Vespa Product Updates, May 2019: Deploy Large Machine Learning Models, Multithreaded Disk Index Fusion, Ideal State Optimizations, and Feeding Improvements

In last month’s Vespa update, we mentioned Tensor updates, Query tracing and coverage. Largely developed by Yahoo engineers, Vespa is an open source big data processing and serving engine. It’s in use by many products, such as Yahoo News, Yahoo Sports, Yahoo Finance, and the Verizon Media Ad Platform. Thanks to feedback and contributions from the community, Vespa continues to evolve.

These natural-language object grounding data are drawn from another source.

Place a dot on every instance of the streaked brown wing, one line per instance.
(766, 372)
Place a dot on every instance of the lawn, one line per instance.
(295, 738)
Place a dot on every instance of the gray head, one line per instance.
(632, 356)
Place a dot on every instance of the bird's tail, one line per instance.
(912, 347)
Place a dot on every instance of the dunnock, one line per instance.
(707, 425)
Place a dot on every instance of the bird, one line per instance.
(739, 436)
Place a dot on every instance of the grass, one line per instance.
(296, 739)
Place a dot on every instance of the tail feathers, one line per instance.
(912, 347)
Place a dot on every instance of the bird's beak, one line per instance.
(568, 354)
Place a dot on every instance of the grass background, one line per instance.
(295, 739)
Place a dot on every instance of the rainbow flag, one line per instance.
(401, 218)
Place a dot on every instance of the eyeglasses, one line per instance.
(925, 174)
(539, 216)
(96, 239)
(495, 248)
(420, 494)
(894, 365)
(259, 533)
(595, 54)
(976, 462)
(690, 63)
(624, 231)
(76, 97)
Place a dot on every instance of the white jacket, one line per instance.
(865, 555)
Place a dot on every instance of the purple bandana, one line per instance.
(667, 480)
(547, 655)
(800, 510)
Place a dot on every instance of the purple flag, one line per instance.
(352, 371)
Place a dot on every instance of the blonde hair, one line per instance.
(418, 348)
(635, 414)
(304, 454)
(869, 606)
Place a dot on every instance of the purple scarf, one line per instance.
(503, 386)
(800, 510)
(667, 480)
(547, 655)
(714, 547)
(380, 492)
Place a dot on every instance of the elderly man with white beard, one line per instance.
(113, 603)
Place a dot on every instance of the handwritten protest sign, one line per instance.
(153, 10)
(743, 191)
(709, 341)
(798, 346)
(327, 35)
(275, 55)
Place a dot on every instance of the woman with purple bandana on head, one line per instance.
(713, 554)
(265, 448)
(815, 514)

For May, we’re excited to share the following feature updates with you:

Multithreaded disk index fusion

Content nodes are now able to sustain a higher feed rate by using multiple threads for disk index fusion. Read more.

Feeding improvements

Cluster-internal communications are now multithreaded out of the box, for high throughput feeding operations. This fully utilizes a 10 Gbps network and improves utilization of high-CPU content nodes.

Ideal state optimizations

Whenever the content cluster state changes, the ideal state is calculated. This is now optimized (faster and runs less often) and state transitions like node up/down will have less impact on read and write operations. Learn more in the dynamic data distribution documentation.

Download ML models during deploy

One procedure for using/importing ML models to Vespa is to put them in the application package in the models directory. Applications where models are trained frequently in some external system can refer to the model by URL rather than including it in the application package. This use case is now documented in deploying remote models, and solves the challenge of deploying huge models.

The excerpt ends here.